勝手に納得された。もしかしてあれか?この世界の人間だったら一発で理解できるのか?



「納得がいかなそうな顔だね」


「勝手に納得されただけだからな」


「そうか……では、仮説込みではあるが、説明しよう。少しなるが構わないか?」



 俺は黙ってうなずく。少し勢いの弱まった焚き火がパキリと鳴った。



「ではまず、『精霊』というものについて知っておこうか」


「精霊?」


「ああ。自然に生まれた物……木や川、山なんかに魔力が蓄積されて、なんらかの形と自我を持った存在のこと……と、定義されている」



 えらいざっくりしてるな。天然の付喪神みたいな物だろうか。



「彼らは基本階級に振り分けられていてね。下級精霊は光の粒、中級は小動物、上級はほとんど見かけないが……思い思いの形で顕現しているな」


「その話を今俺にした、ってことは……」


「そう、君は精霊だ。それも、上級どころじゃない。神の領域に片足を突っ込んでいる」



 嘘だろ……という反応は置いておいて、あんな物さっきの魔法を見せられたら信じるしかないよな……自分にそんな力があるとは思えないけど。



「なるほどな。わかりやすい」


「わかってくれたかい?」


「ああ、ありがとな―――」



 そこまでいいかけて、俺は言葉に詰まる。そういえば、こいつの名前を知らない。



「そういえば、名乗っていなかったな。私の名前はアリスだよ」


「そうか……改めて、ありがとな。アリス」


「どういたしまして。ところで、君の名前は?」


「無い」


「ええー」



 今ので一気に会話の間が抜けた。まあ、難しい話をしてると頭が痛くなってくるからこっちの方がいいけど。
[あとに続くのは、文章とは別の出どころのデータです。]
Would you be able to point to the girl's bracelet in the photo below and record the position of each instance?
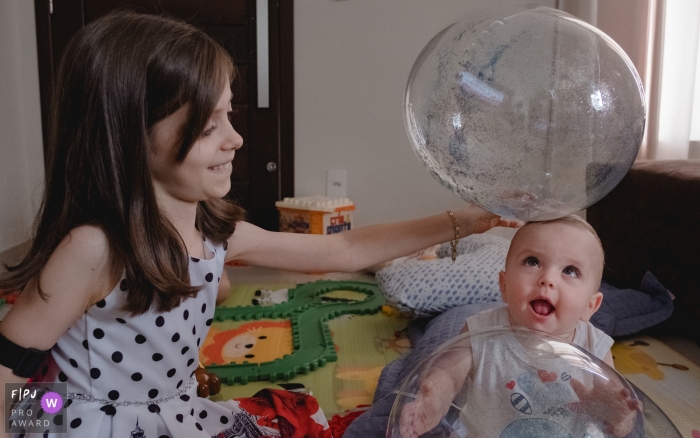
(453, 243)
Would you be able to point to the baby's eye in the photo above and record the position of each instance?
(572, 271)
(531, 261)
(207, 132)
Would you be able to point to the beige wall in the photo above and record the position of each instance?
(21, 152)
(352, 60)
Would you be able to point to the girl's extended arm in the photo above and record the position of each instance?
(76, 275)
(355, 249)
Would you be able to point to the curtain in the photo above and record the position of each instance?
(661, 38)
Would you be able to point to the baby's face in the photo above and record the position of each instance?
(552, 276)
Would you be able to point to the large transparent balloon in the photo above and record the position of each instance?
(514, 382)
(530, 113)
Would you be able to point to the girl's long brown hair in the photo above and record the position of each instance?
(120, 75)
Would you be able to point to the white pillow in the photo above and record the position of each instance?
(428, 287)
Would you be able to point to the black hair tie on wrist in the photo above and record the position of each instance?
(22, 361)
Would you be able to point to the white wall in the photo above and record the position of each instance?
(352, 60)
(21, 151)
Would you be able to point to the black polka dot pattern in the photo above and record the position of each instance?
(131, 356)
(109, 410)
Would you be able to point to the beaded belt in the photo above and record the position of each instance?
(104, 401)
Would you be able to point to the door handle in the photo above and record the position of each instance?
(263, 52)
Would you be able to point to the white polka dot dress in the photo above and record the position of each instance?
(131, 376)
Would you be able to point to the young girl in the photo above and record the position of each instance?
(121, 280)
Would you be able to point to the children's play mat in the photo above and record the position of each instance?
(335, 337)
(332, 337)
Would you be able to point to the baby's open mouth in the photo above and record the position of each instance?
(220, 166)
(542, 307)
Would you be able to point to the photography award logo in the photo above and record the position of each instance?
(35, 408)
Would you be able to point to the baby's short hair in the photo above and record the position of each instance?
(571, 219)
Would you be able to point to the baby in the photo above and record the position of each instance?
(551, 283)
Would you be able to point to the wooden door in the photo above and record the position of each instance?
(264, 167)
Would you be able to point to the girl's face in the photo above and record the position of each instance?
(205, 173)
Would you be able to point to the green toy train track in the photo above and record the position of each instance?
(311, 337)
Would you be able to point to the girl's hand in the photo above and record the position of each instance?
(475, 220)
(610, 403)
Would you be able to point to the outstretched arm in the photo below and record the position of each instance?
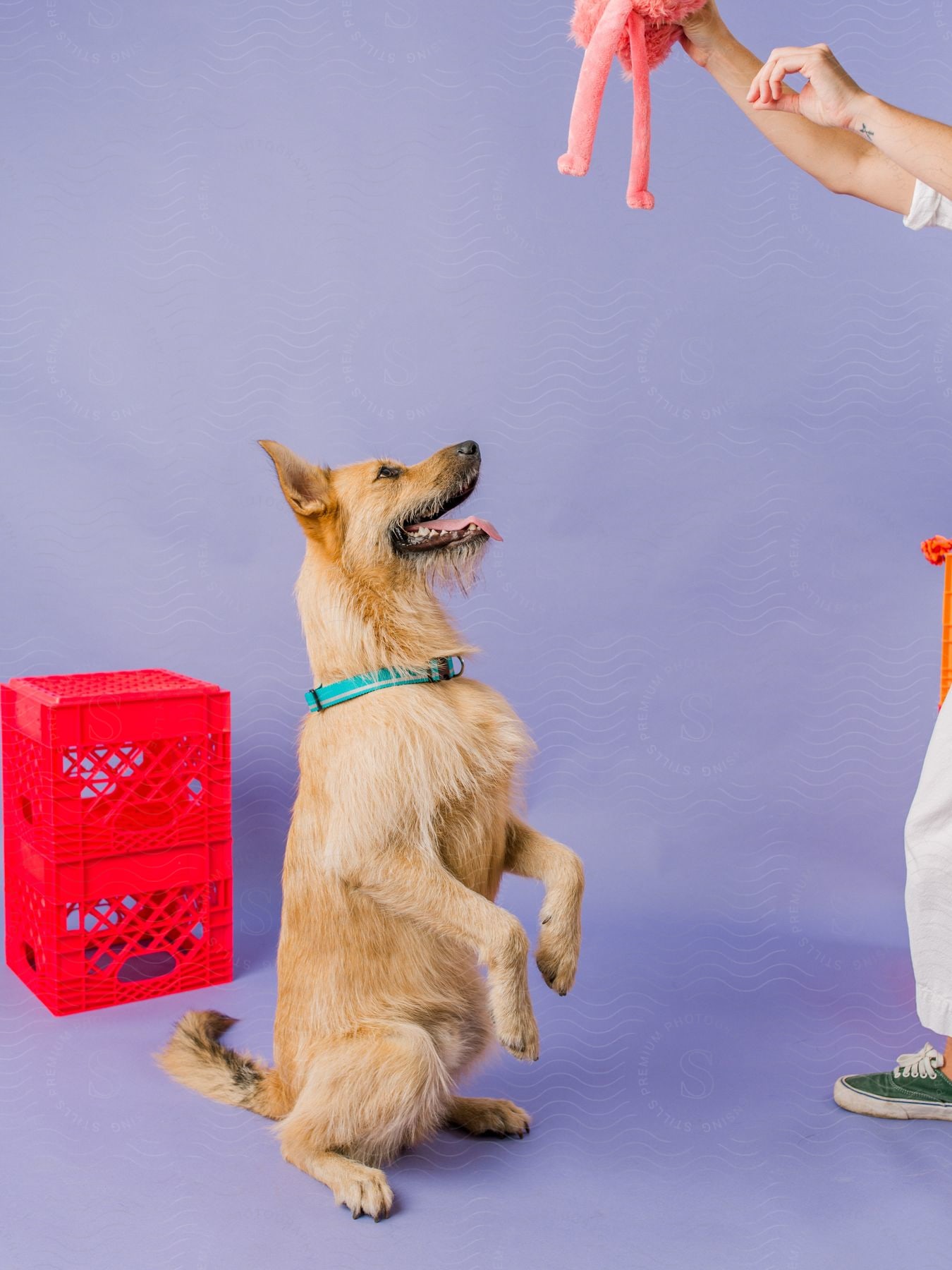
(839, 159)
(831, 97)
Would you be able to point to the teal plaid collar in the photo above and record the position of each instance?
(327, 695)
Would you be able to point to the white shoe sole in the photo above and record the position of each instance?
(888, 1109)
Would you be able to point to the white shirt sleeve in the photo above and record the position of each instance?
(928, 207)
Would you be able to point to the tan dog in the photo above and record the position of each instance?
(401, 830)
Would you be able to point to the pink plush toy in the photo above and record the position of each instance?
(641, 33)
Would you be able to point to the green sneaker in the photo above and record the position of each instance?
(914, 1090)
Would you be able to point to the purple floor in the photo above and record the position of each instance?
(714, 436)
(682, 1114)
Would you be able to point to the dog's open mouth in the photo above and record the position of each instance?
(436, 533)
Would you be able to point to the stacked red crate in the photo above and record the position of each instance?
(117, 836)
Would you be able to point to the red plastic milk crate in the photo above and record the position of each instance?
(117, 836)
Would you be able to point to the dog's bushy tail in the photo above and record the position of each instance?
(196, 1057)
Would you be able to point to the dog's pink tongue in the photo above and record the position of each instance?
(460, 525)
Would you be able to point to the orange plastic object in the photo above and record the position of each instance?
(939, 550)
(117, 836)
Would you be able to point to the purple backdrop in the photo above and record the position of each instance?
(714, 437)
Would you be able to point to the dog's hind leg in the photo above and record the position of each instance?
(488, 1115)
(366, 1098)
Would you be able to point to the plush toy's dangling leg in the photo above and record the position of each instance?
(641, 123)
(592, 84)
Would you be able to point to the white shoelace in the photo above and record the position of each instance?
(922, 1065)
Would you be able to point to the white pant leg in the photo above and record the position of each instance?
(929, 879)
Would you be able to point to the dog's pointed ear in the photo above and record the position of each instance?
(305, 485)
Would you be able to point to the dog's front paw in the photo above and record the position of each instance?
(520, 1038)
(558, 955)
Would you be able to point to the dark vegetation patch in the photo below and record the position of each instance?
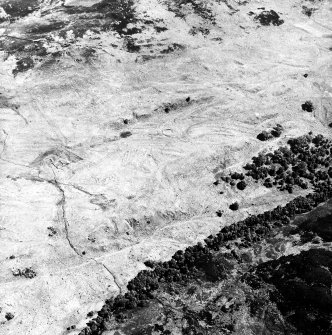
(308, 106)
(304, 162)
(234, 206)
(212, 262)
(301, 289)
(27, 273)
(23, 65)
(51, 231)
(19, 8)
(268, 17)
(267, 135)
(199, 30)
(9, 316)
(172, 48)
(308, 10)
(173, 106)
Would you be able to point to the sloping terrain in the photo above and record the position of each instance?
(117, 118)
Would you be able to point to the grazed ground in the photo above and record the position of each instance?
(115, 120)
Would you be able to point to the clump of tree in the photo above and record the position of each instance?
(267, 135)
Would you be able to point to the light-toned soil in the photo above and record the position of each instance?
(115, 202)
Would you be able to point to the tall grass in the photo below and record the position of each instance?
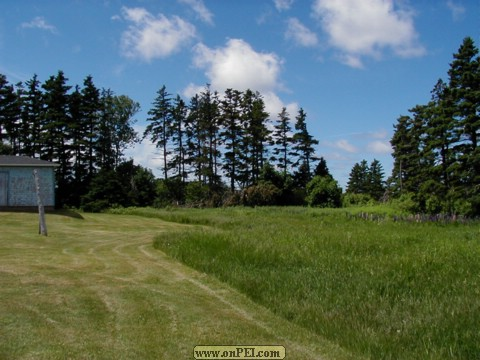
(382, 289)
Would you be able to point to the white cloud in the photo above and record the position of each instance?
(300, 34)
(238, 66)
(379, 147)
(366, 28)
(39, 22)
(200, 9)
(457, 10)
(283, 4)
(341, 144)
(149, 37)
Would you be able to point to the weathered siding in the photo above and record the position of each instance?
(17, 184)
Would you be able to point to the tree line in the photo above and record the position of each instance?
(225, 149)
(224, 144)
(216, 149)
(84, 129)
(435, 148)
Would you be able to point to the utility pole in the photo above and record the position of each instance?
(42, 225)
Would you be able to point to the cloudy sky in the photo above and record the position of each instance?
(354, 66)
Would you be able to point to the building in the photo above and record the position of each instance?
(17, 183)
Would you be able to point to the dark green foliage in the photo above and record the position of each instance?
(82, 129)
(436, 156)
(127, 185)
(323, 191)
(382, 289)
(214, 138)
(159, 129)
(303, 148)
(282, 143)
(262, 194)
(367, 180)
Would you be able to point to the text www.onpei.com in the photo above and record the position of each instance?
(209, 352)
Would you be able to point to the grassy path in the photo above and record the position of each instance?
(96, 289)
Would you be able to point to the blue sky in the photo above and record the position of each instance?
(354, 66)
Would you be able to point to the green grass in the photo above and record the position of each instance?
(381, 289)
(95, 288)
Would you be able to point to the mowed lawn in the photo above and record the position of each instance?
(95, 288)
(381, 288)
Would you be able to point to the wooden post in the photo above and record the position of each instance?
(42, 225)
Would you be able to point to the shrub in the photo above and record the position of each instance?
(351, 199)
(262, 194)
(323, 191)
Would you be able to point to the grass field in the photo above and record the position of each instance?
(381, 289)
(95, 288)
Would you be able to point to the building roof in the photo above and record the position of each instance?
(24, 161)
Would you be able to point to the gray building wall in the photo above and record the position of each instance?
(17, 186)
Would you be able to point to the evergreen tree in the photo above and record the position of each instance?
(376, 182)
(232, 134)
(159, 129)
(56, 132)
(180, 150)
(87, 129)
(282, 143)
(304, 145)
(209, 123)
(464, 82)
(321, 169)
(359, 179)
(256, 136)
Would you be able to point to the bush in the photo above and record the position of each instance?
(323, 191)
(196, 194)
(350, 199)
(262, 194)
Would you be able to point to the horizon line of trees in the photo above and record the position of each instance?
(214, 148)
(84, 129)
(225, 149)
(436, 148)
(229, 140)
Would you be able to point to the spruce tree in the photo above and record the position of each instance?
(232, 134)
(159, 129)
(304, 145)
(282, 142)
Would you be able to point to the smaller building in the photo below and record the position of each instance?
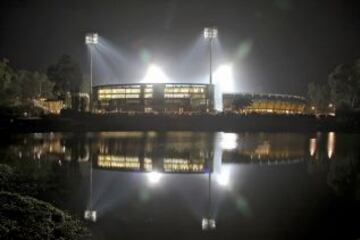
(264, 103)
(49, 106)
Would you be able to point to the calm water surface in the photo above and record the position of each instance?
(168, 184)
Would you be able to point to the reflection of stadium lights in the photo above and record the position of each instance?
(228, 141)
(224, 78)
(154, 177)
(331, 144)
(208, 224)
(312, 146)
(154, 74)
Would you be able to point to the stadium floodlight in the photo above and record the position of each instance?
(155, 74)
(90, 215)
(91, 38)
(210, 32)
(154, 177)
(224, 78)
(208, 224)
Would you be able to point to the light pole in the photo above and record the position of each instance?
(90, 40)
(210, 33)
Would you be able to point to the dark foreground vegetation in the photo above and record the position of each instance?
(25, 217)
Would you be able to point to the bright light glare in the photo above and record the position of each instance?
(224, 78)
(91, 38)
(210, 33)
(154, 177)
(208, 224)
(228, 141)
(154, 74)
(223, 178)
(90, 215)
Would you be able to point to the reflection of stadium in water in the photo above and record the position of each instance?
(172, 152)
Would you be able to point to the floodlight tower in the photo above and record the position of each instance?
(210, 33)
(91, 39)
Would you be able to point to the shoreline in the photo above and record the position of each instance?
(84, 122)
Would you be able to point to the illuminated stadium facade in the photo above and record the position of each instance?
(263, 103)
(187, 98)
(152, 97)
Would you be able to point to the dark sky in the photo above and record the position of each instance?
(292, 42)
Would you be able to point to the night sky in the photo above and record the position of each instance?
(289, 43)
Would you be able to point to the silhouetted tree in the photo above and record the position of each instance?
(319, 96)
(344, 82)
(66, 75)
(9, 86)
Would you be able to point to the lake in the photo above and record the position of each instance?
(194, 185)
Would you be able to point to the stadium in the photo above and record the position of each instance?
(187, 98)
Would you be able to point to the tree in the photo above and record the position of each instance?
(28, 218)
(344, 82)
(66, 75)
(9, 87)
(319, 96)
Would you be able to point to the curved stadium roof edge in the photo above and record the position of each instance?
(133, 84)
(269, 95)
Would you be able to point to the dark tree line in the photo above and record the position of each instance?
(19, 87)
(342, 89)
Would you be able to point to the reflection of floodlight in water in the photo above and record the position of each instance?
(208, 224)
(331, 144)
(90, 215)
(312, 148)
(154, 74)
(228, 141)
(224, 79)
(154, 177)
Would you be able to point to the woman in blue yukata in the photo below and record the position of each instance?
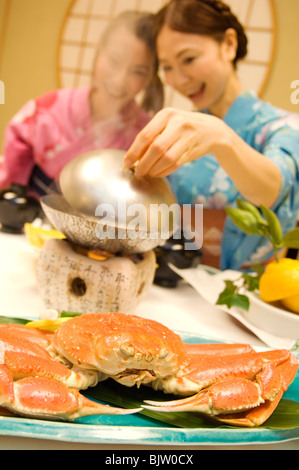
(236, 146)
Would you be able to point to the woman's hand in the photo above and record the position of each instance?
(172, 138)
(175, 137)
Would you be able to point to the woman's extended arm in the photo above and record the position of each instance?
(175, 137)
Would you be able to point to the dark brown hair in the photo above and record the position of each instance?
(141, 24)
(206, 17)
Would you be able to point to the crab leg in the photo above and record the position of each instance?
(47, 398)
(233, 397)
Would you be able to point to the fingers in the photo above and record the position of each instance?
(146, 137)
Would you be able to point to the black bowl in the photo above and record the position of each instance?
(175, 252)
(16, 209)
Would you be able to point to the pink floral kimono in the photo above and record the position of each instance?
(53, 129)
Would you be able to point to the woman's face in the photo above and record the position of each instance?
(196, 66)
(123, 68)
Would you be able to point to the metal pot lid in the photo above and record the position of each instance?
(96, 184)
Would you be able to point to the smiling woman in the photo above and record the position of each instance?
(235, 146)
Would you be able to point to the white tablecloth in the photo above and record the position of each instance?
(181, 309)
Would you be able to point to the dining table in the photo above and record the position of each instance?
(180, 308)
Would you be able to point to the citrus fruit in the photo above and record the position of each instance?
(280, 280)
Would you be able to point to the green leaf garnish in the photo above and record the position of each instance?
(229, 298)
(255, 221)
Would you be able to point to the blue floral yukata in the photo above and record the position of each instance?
(272, 132)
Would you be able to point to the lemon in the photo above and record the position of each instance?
(280, 280)
(48, 325)
(291, 303)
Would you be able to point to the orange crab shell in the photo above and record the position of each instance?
(114, 343)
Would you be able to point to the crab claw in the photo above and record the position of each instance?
(227, 396)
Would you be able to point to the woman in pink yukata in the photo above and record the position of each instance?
(53, 129)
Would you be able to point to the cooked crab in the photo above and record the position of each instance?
(33, 384)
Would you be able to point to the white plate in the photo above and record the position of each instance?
(275, 320)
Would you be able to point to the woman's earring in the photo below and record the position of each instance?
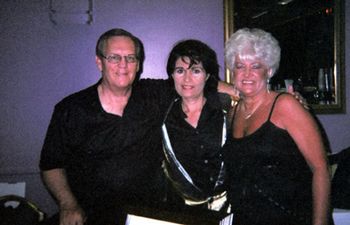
(208, 75)
(268, 86)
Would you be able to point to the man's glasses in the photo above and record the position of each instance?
(115, 59)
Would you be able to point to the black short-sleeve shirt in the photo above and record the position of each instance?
(106, 155)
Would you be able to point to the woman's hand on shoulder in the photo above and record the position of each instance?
(300, 98)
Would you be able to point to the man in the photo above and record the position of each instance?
(102, 150)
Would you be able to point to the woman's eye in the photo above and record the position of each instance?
(256, 66)
(196, 71)
(179, 71)
(239, 66)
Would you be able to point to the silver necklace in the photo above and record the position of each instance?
(252, 112)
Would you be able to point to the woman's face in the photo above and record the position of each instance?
(189, 82)
(250, 76)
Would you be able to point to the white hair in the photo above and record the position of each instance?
(253, 44)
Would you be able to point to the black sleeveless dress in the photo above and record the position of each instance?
(269, 181)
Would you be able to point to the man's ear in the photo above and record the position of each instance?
(269, 73)
(98, 63)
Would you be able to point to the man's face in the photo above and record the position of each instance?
(121, 74)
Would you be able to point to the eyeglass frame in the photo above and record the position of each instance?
(118, 60)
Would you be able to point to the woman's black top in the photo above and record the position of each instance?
(269, 181)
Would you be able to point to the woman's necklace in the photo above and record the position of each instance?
(253, 111)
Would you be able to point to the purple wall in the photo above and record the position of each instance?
(40, 63)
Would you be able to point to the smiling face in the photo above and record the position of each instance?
(189, 82)
(118, 75)
(250, 75)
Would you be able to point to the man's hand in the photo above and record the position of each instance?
(72, 216)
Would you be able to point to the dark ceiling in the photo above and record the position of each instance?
(269, 13)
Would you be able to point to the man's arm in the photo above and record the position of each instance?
(70, 211)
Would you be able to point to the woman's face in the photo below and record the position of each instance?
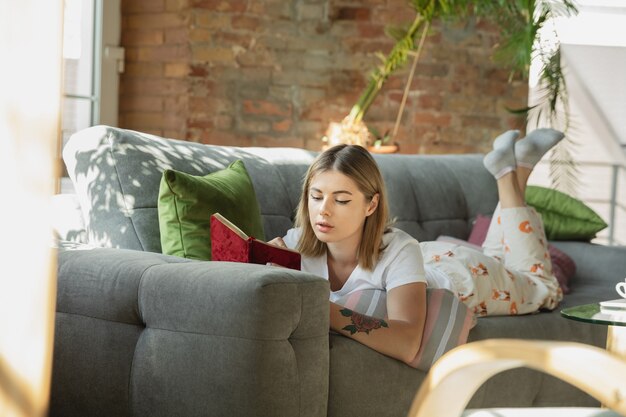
(337, 208)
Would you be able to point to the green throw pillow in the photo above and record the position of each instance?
(186, 203)
(564, 217)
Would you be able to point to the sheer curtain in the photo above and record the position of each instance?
(30, 91)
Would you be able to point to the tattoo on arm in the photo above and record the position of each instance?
(361, 323)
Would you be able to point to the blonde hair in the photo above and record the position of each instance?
(356, 163)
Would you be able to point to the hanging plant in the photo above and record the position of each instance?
(519, 21)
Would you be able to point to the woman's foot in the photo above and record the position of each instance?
(501, 160)
(530, 150)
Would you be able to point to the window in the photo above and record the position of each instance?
(92, 63)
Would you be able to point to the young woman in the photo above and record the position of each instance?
(343, 233)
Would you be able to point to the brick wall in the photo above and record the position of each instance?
(276, 72)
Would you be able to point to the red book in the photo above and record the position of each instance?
(230, 243)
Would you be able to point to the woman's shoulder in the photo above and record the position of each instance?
(292, 237)
(396, 237)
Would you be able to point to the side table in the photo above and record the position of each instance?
(590, 313)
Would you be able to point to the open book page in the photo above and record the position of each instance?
(229, 243)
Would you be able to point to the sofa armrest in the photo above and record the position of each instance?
(595, 264)
(209, 338)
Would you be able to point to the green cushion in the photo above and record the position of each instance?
(564, 217)
(186, 203)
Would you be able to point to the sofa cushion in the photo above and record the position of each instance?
(116, 174)
(186, 203)
(448, 321)
(564, 217)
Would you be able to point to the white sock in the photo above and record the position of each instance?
(530, 150)
(504, 139)
(501, 160)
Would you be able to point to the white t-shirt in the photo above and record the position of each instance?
(400, 263)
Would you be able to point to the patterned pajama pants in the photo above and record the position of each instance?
(513, 273)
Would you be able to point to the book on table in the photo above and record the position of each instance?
(230, 243)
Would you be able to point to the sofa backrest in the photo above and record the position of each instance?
(117, 172)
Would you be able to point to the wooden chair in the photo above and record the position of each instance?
(455, 377)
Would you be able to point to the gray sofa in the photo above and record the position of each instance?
(139, 333)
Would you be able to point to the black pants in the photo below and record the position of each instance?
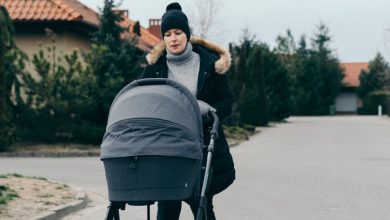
(170, 210)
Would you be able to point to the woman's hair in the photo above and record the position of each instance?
(174, 18)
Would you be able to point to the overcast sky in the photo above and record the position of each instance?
(359, 28)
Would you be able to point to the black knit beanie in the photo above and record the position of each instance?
(174, 18)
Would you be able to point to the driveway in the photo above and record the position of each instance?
(309, 168)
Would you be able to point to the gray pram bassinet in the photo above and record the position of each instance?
(153, 146)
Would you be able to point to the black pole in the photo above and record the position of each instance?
(210, 151)
(148, 208)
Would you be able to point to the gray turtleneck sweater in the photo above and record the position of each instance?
(184, 68)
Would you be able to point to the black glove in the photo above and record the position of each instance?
(205, 110)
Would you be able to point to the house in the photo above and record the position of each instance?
(72, 22)
(348, 102)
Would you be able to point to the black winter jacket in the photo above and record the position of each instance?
(213, 89)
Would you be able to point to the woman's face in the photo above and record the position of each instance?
(176, 41)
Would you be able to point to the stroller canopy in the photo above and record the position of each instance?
(153, 117)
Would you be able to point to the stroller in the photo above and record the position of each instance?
(153, 146)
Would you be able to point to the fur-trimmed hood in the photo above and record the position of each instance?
(222, 65)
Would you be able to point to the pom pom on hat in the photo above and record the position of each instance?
(174, 18)
(174, 6)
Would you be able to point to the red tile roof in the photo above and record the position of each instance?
(50, 10)
(146, 41)
(352, 72)
(68, 10)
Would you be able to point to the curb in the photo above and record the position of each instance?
(62, 211)
(49, 154)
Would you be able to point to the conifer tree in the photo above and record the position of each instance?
(115, 62)
(7, 128)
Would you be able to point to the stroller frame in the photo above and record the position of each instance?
(113, 207)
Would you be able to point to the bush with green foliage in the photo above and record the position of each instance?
(57, 97)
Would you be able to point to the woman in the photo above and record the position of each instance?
(200, 66)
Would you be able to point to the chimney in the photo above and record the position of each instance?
(154, 27)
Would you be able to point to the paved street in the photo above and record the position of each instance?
(309, 168)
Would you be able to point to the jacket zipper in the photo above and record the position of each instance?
(202, 83)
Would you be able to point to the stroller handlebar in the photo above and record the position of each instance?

「無い……ないか……でも呼び名がないと不便だよな……?」


「あ〜、うん。好きに呼んでくれ」


「……なるほどな。この魔女アリスに名付け親ママになれと」


「たまに出るその変態性はなんなんだよ」



 おお。すっげぇ悩んでる。もう眉間しわっしわじゃん。いや適当になんでもつけてくれればいいんだけど……こうも真剣に考えてくれてるとなると言い出しづらいな。



「……よし」


「お、決まったか?」


「これからは、この偉大なる魔女アリスから取って君は……『ニアアリス』と名乗るといいだろう!」



 おもっくそ命名由来丸わかりじゃねぇか。そんでもってちょっと響きがいい感じなのが腹立つな!



「うん……オッケー。それで行こう」


「どうしてそんなに不服そうなんだ……この私の名を分けてやったというのに……!」


「だからだろ。さてはこっちが本性だなオメー」


「何故バレたッ!!」



 登場の仕方からすごいやつかと思ってたけど、全然そんなことはなかった。いやすごいことには変わりないんだけど。


 こんな感じで誰かと騒ぐのは久しぶりで、懐かしい感覚がする。ワイワイ話しているうちにだんだんと眠くなって、俺はいつの間にか瞼を閉じてしまうのだった。